Most soccer matches are within one goal of 1-0

[This article was first published on R – Decision Science News, and kindly contributed to R-bloggers]. (You can report issue about the content on this page here)
Want to share your content on R-bloggers? click here if you have a blog, or here if you don't.

ANALYSIS OF A LOW-SCORING SPORT

Most_Common_Scores

Recently, our friend and co-author Sid Suri predicted that a soccer match would end 2-1. This got us thinking. Suppose you didn’t say which team would score 2 and which would score 1. And suppose people considered you “close” if you got within one goal of 2-1 (so 1-0, 1-1, 2-1, 3-1 or 2-2 would be close). How often would you be close by guessing 2-1?

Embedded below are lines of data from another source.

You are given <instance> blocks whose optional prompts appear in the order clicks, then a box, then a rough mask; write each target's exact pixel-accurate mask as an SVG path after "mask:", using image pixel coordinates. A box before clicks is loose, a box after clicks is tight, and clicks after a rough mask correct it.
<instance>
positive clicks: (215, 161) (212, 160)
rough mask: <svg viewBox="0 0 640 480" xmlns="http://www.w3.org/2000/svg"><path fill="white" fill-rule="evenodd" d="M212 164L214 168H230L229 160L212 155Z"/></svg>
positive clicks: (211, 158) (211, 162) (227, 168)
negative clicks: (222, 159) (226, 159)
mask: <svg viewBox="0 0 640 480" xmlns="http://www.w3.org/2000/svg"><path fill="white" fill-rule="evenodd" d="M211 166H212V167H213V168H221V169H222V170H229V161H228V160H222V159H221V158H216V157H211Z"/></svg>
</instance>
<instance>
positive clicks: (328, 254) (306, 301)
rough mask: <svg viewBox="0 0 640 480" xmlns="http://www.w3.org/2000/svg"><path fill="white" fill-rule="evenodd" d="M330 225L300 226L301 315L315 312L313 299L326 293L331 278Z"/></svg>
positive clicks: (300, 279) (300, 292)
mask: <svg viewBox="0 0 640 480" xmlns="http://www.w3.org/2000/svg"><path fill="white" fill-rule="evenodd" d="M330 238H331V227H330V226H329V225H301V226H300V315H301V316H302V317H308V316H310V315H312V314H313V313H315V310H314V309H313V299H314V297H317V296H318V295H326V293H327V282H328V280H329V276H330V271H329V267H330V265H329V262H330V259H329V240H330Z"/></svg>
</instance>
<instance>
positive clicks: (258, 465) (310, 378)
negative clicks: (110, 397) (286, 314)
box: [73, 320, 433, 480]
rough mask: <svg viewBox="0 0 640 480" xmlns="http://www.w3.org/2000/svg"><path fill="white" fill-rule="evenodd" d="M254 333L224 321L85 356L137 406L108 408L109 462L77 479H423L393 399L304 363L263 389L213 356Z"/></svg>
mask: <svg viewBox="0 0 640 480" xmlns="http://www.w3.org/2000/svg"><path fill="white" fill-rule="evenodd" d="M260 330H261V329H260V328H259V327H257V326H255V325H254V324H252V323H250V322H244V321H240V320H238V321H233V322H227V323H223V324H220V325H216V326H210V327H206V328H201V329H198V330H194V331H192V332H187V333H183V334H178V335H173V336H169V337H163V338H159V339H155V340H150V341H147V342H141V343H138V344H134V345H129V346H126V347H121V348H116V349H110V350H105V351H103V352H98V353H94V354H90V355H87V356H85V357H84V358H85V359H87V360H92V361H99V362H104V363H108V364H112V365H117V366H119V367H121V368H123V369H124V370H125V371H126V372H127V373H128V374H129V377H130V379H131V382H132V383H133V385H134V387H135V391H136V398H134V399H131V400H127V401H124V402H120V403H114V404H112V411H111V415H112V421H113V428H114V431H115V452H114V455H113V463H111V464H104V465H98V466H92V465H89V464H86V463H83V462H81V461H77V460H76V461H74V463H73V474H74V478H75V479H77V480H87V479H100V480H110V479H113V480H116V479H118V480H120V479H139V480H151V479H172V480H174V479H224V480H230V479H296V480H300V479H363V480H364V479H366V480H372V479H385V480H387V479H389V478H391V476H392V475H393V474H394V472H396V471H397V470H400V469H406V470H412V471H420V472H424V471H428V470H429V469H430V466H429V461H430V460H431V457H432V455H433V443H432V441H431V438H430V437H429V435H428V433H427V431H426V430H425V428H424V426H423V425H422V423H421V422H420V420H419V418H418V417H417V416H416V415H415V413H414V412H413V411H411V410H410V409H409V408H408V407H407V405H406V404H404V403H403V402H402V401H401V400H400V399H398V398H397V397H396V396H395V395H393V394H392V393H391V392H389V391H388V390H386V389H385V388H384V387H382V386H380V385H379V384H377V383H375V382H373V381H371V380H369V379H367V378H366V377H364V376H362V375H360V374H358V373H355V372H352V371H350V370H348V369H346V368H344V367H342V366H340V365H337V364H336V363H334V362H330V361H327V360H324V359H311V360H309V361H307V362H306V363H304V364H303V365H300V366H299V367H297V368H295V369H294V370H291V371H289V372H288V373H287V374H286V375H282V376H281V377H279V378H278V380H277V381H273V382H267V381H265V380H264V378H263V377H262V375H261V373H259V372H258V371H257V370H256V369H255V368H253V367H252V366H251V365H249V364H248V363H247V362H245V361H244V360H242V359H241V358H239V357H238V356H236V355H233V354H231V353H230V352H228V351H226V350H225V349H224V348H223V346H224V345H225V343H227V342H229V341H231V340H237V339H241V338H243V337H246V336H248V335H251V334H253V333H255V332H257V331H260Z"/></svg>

We’ll save the answer for the end of this post.

To figure this out, we went to http://www.football-data.co.uk and pulled every English soccer match from 1993 to 2016 (so far), for the following leagues: Premier, Championship, League 1, League 2, Conference, Division 1, Division 2, and Division 3. In all: 52,017 matches.

First, let’s establish that soccer is a low-scoring sport. We see below that a two-goal match is the most likely outcome in soccer. The average number of goals per match is 2.6 (median 2).

Total_Points_Scored

This leads to certain low scores (where a score is a high-low pair) being quite common. The graph at top of this post shows that 1-0 (or 0-1, which is the same thing by our definition) is the most common outcome of a football match there is. Nearly 20% of matches end 1-0.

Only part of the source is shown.